本作はB級サスペンスだがすぐ底を見せない、面白さを買う。
ルーは主人公の名前(アリソン・ジャネイ)、アメリカのおそらく西海岸の島にひっそりと住んでいる。老女である。町の人との交流はあまりないようで、わずかに保安官が比較的親しい。自分の土地にシングルマザー親子、ハンナ(ジャーニー・スモレット)と娘のヴィーを住まわしている。要するにルーの店子である。
ルーは鹿を撃ったり、行動が粗野で老女には見えない機敏なところもある。得体のしれない女性。しかし映画の導入ではレーガン大統領とイランの映像にルーを被せて見せているあたり、彼女の過去のヒントを指し示している。
ある日、ヴィーがじつの父親(死んだと思われていた)フィリップに誘拐されてから、この平和の島がざわつくのだ。ハンナとルー(なぜ赤の他人のルーが同行するのかは後でわかる)はフィリップを追跡する。

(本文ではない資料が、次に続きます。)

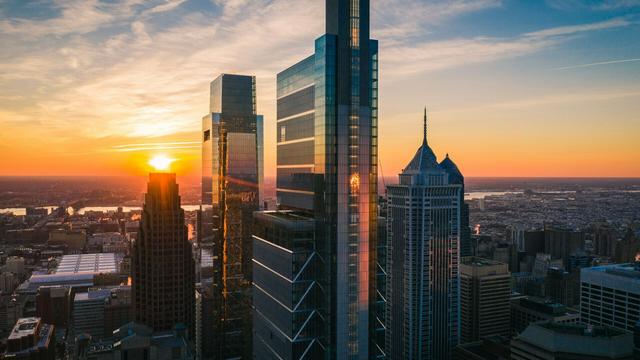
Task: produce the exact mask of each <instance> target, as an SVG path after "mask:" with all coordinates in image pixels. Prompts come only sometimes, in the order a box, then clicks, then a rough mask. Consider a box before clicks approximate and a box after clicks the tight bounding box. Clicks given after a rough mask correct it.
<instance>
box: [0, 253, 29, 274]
mask: <svg viewBox="0 0 640 360" xmlns="http://www.w3.org/2000/svg"><path fill="white" fill-rule="evenodd" d="M4 271H7V272H10V273H14V274H16V275H19V276H22V275H24V258H22V257H19V256H10V257H8V258H7V261H6V263H5V267H4Z"/></svg>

まあ後は書けないが、この映画の不満は、ルーとフィリップの過去を出しおしみするようにしか出さず、しかも結局はっきり見せない。この映画は107分だが、もう10分延ばしてそこを映像化すればこの愛憎劇の背景がよくわかるのに残念だ。
ある意味では、面白い陰謀劇になりえたのに、少々遠慮して小作りな映画に収めてしまったのは残念だったとも思うが、主演のジャネイの存在感は相当なものでそこが見どころなのだろう。女性を追うサイドに置き、男性が追われるとは、いかにも今日的。